Building owners can use the same technology to monitor and control heating, cooling and other components when apartments are vacant.

That can be especially important in humid climates, where mold can develop inside apartments if moisture accumulates. If temperatures aren’t monitored in cold climates, pipes can freeze and break in winter.

“Property managers can (remotely) see what the temperature is in an apartment,” Wakeham said.

Controlling Access

Smart locks give people the freedom to control who can enter their apartments while they’re away without relying on property managers.

The technology is commonplace in many of the high-end apartment towers going up in downtown San Diego.

To compete, owners of existing apartment complexes are retrofitting the technology into their apartments.

“The residents are what’s driving the demand for these services,” Wakeham said. “With millennials, they want everything online.”

Still to come is technology that will allow landlords and renters to remotely set apartment locks to open on a predetermined schedule using a code to admit people for appliance repair and other services, Wakeman said.

“Residents can issue temporary codes to their guests, house cleaner, their dog walker — all of that,” he said.

Self-Guided Property Tours

The same technology would allow property owners to remotely admit prospective renters to tour apartments without having someone else looking over their shoulders giving them a sales pitch.

“They want to go look at it, stand in it and not have the property agent looking on. They want to do it themselves,” Wakeham said. “They don’t want to be pitched.”

Preliminary data shows that people are twice as likely to rent an apartment they’ve explored on their own as they are an apartment they’ve been shown by an owner or manager, Wakeham said.

Landlords also like the idea of self-guided apartment tours because it cuts their management costs, he said.

“It reduces their service costs,” Wakeham said. “The promise of being able to self-show apartments is of great interest.”

Worth the Cost

Smart technology can add $15 to $25 to monthly rental fees, Wakeham said, but he said renters are willing to pay more for the smart home services.

“Residents are more than willing to pay a rent premium to get access to those technologies,” Wakeham said. “We are seeing increasing demand.”

Formed in 2003, PayLease is headquartered in Sorrento Valley with offices in Chicago, according to its website.

“We started as an online payment company,” Wakeman said. Over time, the company added utility billing and gradually expanded its services.

Tech Solutions

“We essentially provide a tech solution for rental real estate,” Wakeham said.
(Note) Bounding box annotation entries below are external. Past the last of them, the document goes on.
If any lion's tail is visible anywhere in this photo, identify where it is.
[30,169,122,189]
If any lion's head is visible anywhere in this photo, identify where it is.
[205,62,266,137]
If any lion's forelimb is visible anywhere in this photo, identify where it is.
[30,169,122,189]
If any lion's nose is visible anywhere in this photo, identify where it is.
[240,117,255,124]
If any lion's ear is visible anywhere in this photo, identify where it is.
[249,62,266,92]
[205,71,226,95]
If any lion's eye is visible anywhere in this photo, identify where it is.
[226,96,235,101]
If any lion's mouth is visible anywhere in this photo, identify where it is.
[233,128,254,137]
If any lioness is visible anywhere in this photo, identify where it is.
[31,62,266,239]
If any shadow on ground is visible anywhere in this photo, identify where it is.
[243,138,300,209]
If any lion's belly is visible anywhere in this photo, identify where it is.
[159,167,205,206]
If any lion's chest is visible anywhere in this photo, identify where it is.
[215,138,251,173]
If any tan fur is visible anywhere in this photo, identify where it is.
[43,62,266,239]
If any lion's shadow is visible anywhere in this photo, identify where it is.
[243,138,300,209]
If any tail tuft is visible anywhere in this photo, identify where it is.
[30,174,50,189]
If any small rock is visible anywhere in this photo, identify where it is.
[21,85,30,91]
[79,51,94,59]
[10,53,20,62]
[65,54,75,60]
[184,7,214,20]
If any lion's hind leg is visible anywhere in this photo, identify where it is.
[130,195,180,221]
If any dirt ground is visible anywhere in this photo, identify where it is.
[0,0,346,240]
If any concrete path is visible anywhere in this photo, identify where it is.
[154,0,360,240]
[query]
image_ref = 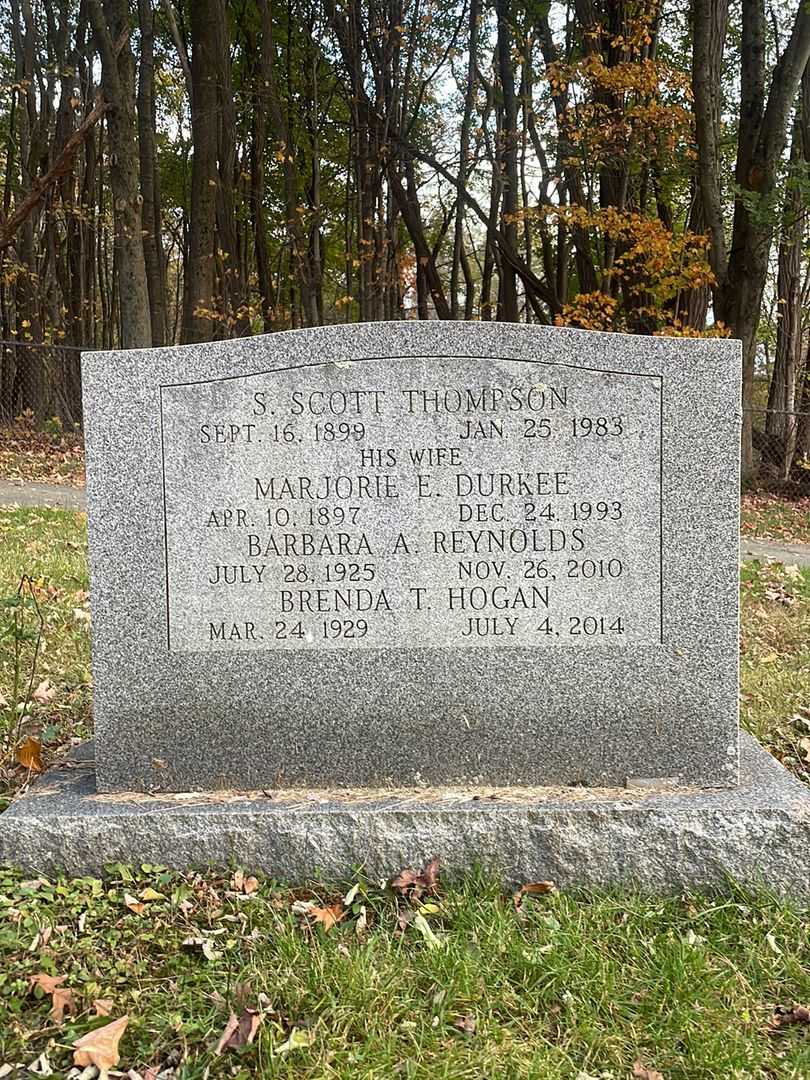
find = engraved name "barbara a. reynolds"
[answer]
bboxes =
[162,357,662,651]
The company has two primary products — Engage, which it describes as “a mobile-first engagement platform that allows residents to pay rent and utilities, submit work orders, communicate with staff, access third-party resident services” and Smart, which it says “provides a one-stop-shop for smart apartment setup and ongoing management.”

With that program, “smart home devices are integrated into a custom-branded mobile app” that is controlled from a smartphone or desktop computer.

The company has grown to have about 290 employees, serves more than 4,500 property management companies with 12.5 million apartments.

In 2019, the company “is approaching $100 million in revenue,” Wakeham said.

PayLease in May acquired Zego, a real estate software firm that provides smartphone apps.

In November, PayLease expanded a partnership it’s had with MRI Software based in Cleveland.

“Renters want to be connected and managers want to drive NOI (net operating income), so our goal is to make these technologies more accessible,” Wakeham said.